Every method receives a normalized query shape from the runtime. The runtime validates your implementation against DatabaseAdapterMethodSchemas at startup, so a missing or mis-typed method fails fast instead of producing silent runtime errors.

The contract is stable when used through the documented factory function. The raw DatabaseAdapter type from @timbl/core is advanced because it exposes the full session shape.

AuthAdapter

The auth adapter resolves the current principal from a request, provides identity and serialization, and optionally handles auth actions and provider requests.

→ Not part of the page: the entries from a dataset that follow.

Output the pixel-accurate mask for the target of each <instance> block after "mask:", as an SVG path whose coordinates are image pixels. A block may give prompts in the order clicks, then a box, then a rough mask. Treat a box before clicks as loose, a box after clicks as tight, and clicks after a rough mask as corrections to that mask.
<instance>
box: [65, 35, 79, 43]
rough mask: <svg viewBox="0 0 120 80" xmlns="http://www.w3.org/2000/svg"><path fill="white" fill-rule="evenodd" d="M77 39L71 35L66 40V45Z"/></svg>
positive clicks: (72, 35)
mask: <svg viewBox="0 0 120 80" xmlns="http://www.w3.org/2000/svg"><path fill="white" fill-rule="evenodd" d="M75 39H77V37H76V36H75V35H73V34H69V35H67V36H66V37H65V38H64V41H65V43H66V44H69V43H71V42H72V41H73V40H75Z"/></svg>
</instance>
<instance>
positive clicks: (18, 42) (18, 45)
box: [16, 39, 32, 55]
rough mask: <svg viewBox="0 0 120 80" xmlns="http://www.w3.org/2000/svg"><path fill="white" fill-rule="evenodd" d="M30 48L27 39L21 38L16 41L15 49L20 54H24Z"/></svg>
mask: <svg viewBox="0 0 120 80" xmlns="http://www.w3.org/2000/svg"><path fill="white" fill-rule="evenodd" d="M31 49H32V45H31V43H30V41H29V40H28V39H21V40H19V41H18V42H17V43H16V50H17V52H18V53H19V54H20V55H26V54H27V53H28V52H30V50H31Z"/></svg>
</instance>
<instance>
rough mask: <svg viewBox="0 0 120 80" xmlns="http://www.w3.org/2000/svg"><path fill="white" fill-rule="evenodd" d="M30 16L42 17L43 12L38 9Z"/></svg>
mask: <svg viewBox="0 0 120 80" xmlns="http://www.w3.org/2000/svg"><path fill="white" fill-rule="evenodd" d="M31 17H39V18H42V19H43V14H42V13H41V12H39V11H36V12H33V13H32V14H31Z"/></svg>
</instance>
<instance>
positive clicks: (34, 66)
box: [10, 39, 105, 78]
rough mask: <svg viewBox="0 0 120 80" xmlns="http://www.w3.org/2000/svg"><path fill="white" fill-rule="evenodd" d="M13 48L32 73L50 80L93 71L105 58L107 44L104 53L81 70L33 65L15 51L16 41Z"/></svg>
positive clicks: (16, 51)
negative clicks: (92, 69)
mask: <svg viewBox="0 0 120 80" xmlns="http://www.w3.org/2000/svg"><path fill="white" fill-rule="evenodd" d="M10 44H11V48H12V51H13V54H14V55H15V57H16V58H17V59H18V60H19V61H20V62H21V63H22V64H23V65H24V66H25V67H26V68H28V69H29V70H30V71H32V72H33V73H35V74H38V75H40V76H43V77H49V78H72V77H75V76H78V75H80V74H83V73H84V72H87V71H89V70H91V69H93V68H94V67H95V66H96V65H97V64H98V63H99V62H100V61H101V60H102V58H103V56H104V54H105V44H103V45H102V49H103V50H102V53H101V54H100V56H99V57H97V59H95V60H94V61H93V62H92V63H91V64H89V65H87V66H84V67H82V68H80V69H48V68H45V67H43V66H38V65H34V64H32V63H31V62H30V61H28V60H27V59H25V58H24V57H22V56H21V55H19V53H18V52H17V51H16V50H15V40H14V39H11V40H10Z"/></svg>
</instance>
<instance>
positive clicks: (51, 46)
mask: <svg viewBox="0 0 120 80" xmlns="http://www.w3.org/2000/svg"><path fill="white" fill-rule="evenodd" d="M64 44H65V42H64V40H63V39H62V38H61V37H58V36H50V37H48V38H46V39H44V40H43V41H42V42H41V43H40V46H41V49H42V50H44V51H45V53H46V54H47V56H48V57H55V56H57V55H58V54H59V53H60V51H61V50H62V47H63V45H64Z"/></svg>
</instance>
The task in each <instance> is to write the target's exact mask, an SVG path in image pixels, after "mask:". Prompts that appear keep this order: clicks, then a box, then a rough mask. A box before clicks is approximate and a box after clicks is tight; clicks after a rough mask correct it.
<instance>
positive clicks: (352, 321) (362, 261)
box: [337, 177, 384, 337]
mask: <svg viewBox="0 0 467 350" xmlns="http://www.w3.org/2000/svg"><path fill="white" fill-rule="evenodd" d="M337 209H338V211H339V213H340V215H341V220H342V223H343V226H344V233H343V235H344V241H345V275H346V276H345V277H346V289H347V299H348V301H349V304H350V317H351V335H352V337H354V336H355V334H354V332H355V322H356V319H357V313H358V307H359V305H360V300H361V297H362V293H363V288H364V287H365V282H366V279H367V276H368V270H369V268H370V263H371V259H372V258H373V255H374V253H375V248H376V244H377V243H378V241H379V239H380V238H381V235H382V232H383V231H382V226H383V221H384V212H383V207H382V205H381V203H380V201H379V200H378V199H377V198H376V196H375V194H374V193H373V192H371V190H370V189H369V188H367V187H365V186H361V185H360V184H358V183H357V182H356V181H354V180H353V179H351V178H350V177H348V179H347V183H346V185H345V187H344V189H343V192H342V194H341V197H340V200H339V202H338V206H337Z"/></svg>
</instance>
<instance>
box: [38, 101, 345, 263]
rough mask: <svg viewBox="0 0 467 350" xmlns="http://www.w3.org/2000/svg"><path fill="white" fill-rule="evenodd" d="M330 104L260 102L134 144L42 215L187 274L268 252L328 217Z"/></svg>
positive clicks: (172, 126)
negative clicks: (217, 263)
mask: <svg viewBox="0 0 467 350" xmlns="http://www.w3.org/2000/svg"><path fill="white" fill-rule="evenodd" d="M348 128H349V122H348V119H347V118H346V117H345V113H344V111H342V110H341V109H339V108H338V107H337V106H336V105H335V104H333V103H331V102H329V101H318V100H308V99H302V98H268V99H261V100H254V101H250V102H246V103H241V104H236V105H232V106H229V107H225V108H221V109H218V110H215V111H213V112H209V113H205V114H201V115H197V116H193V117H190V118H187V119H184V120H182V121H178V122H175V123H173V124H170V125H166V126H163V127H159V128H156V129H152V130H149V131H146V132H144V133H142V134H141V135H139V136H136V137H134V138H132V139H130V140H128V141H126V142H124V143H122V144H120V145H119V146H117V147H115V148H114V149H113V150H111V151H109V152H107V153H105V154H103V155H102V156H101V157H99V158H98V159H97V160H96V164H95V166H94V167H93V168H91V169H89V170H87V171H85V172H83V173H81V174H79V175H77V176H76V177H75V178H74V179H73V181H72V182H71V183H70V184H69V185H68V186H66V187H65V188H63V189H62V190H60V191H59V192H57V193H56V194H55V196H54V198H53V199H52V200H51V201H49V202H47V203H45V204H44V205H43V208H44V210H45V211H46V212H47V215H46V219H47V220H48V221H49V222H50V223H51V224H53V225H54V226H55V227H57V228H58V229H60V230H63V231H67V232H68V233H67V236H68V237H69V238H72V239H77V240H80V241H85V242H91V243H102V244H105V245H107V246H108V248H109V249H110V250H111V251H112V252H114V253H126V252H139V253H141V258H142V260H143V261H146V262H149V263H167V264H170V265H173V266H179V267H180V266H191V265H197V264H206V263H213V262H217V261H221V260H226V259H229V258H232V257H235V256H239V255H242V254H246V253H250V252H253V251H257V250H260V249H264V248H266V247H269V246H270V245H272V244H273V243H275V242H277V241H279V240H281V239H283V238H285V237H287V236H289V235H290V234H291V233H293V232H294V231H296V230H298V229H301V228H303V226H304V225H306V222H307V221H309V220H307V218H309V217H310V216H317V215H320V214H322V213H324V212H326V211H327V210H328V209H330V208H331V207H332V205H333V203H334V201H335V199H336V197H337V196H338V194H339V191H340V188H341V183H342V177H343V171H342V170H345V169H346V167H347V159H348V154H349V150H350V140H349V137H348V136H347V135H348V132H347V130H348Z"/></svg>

import { defineAuthAdapter, type AuthAdapter } from "@timbl/core";
export const createMyAuthAdapter = (): AuthAdapter => {
return {
async getPrincipal(context) { /* return the principal or null */ },
async requirePrincipal(context) { /* return the principal or throw */ },
getIdentity(principal) { /* return an AuthIdentity */ },
serializePrincipal(principal, audience) { /* optional: shape for API output */ },
getCapabilities() { /* optional: return AuthCapabilities */ },
async invoke(action, input, context) { /* optional: handle auth actions */ },
async handleRequest(request) { /* optional: handle provider passthrough */ },
};
};

getPrincipal and requirePrincipal are required. The runtime calls getPrincipal on every request to resolve the current user, and requirePrincipal when a route needs a session. The rest are optional.

See the Authentication guide for how auth actions, capabilities, and provider passthrough routes work, and the Better Auth adapter for a full reference implementation.

StorageAdapter

The storage adapter handles file uploads and asset URLs. The interface is small: upload, delete, and url.

import type { StorageAdapter, StorageUploadInput, StoredFile } from "@timbl/core";
export const createS3StorageAdapter = (options): StorageAdapter => {
return {
async upload(input: StorageUploadInput): Promise<StoredFile> {
// input.file: File
// input.directory?: string
// input.filename?: string
// Return { filename, originalName, mimeType, size, path, url }
},
async delete(path: string): Promise<void> {
// Delete the file at path
},
url(path: string): string {
// Return the public URL for a stored file
},
};
};

StoredFile has six required fields: filename, originalName, mimeType, size, path, and url. The runtime validates your implementation against StorageAdapterMethodSchemas at startup.

The default storage adapter writes to a local directory. See Storage and Uploads for the default behavior and how to override it.

HttpAdapter

The HTTP adapter registers routes and starts the server. The interface has two methods: register and listen.

import type { HttpAdapter } from "@timbl/core";
export const createMyHttpAdapter = (): HttpAdapter => {
return {
register(routes) {
// routes: RouteDefinition[]
// Wire each route into your HTTP framework of choice
},
async listen() {
// Start the server
},
app: undefined, // optional: the underlying app instance
};
};

register receives the full list of route definitions (core routes, plugin routes, and auth routes) and is called once at startup. listen starts the server. The app property is optional and exposes the underlying framework instance to the unsafe namespace.

The default HTTP adapter wraps Hono. You rarely need to replace it. If you do, your adapter must accept the same RouteDefinition shape the runtime produces, including method, path, auth, and handler.

Wiring a custom adapter

Pass adapters into defineCMS under the adapters key, or into createCmsRuntime directly.

import { defineCMS } from "timbl";
import { createMyDatabaseAdapter } from "./my-db-adapter";
export default defineCMS({
collections: [/* ... */],
adapters: {
database: createMyDatabaseAdapter({ url: "..." }),
},
});

Only override the adapters you need to replace. The defaults fill in the rest.